Created attachment 43526 [details] [review] dmesg Radeon Driver reports EDID errors every 10 seconds, which causes related log files increased over 100M in size every day. OS: Ubuntu Maverick 10.10 Desktop Kernel_version: Ubuntu 2.6.35-25.44-generic 2.6.35.10 Mother Board: ECS A740GM-M Chipset: AMD 740G, integrated ATI Radeon 2100
Created attachment 43527 [details] [review] Xorg.0.log Xorg.0.log provided.
Created attachment 43529 [details] [review] dump lspci
Created attachment 43530 [details] vbios
a little more description about the problem. 1. Existing for long The problem has been reported from April 2010 or before, on all Linux platform. Appears the Radeon driver has repeated EDID error and RAW dump reported into syslog and related log files, causes log file rapidly increasing in size of 100M per day. 2. Specific to my HW. The mother board ECS A740GM-M version 7.0 uses chipset AMD 740G, which integrated ATI Radeon 2100. The chip support VGA and DVI ports, but to this version of mother board, the manufacture only has VGA connector installed. There no DVI port at all on this mother board. The Radeon driver repeatedly scans the video connectors, reports a connection detected on DVI-1, but with invalid EDID checksum. 3. Severity of the problem Since the great amount of dump to log happens in every 10 seconds, the system suffering in obvious performance degrade. In some slower system, report says the system appears frozen about 5 seconds in every 10 seconds. In non-GUI configuration, the repeated EDID error message dump into console for every 10 seconds, makes the system hardly management. 4. Whos fault The board has no DVI connector at all, but the Radeon driver repeatedly find a connection on DVI-1 port. It possibly because the manufacture does not handle the unconnected DVI signals properly, which causes the driver keep claim finding a monitor connected into DVI-1 port.

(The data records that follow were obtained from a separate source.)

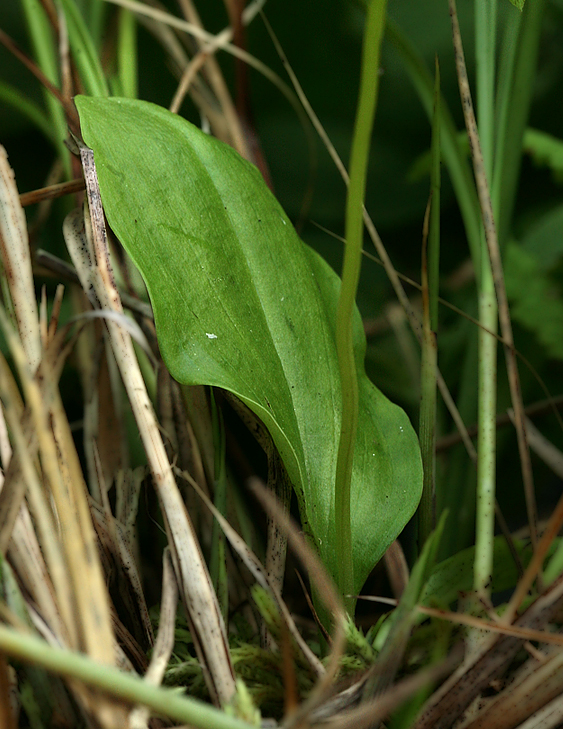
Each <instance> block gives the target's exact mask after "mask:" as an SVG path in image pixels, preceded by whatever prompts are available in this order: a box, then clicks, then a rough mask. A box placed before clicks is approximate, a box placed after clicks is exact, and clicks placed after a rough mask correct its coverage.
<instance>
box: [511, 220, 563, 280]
mask: <svg viewBox="0 0 563 729" xmlns="http://www.w3.org/2000/svg"><path fill="white" fill-rule="evenodd" d="M520 243H521V245H522V248H523V249H524V250H525V251H526V252H527V253H529V254H530V255H532V256H533V257H534V258H535V259H536V262H537V264H538V266H539V267H540V269H541V270H542V271H549V269H551V268H553V267H554V266H555V265H557V263H559V261H560V260H561V257H562V256H563V205H558V206H557V207H556V208H553V209H552V210H550V211H549V212H547V213H545V215H542V217H541V218H539V220H537V221H536V223H535V224H534V225H532V226H530V229H529V230H528V231H527V232H526V234H525V235H524V237H523V238H522V240H521V241H520Z"/></svg>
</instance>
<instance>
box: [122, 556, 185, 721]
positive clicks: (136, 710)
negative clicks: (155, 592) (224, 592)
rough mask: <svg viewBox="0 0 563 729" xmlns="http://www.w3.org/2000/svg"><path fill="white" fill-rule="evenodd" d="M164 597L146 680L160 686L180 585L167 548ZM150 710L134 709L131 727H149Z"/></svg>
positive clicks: (162, 673) (175, 610)
mask: <svg viewBox="0 0 563 729" xmlns="http://www.w3.org/2000/svg"><path fill="white" fill-rule="evenodd" d="M163 568H164V569H163V574H162V599H161V603H160V623H159V627H158V636H157V638H156V643H155V645H154V650H153V654H152V658H151V662H150V665H149V668H148V670H147V672H146V674H145V681H148V682H149V683H152V684H153V685H155V686H159V685H160V684H161V683H162V679H163V677H164V671H165V670H166V666H167V665H168V661H169V660H170V656H171V654H172V649H173V648H174V630H175V627H176V605H177V603H178V585H177V584H176V579H175V577H174V567H173V565H172V560H171V557H170V551H169V549H168V548H167V549H166V550H165V551H164V556H163ZM149 714H150V712H149V710H148V709H146V708H144V707H138V708H136V709H134V710H133V711H132V712H131V714H130V717H129V722H130V729H147V727H148V719H149Z"/></svg>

However, these repeated message were useless to ordinary end user, instead of annoying and lower system performance. I will like rather see such error message in log only once for every system reboot, or provide a debug switch in xorg.conf to allow the error to be repeatedly reported (in case a debug engineer want to on-site). Other thought is, the driver could better to provide option in xorg.conf to disable detect on specified video port, so the driver will NOT to scan and detect those ports over and over again.
Is this still an issue with a newer kernel?
The problem is known in Ubuntu: see https://bugs.launchpad.net/ubuntu/+source/linux/+bug/810926. Either upgrade your system to Ubuntu Oneiric or install the fixed kernel (with backported kernel patches) from Launchpad PPA for Ubuntu Maverick. Both solutions will fix the problem, as it did for the others having this special buggy chipset. btw the Ubuntu bug has been closed with status Fix released.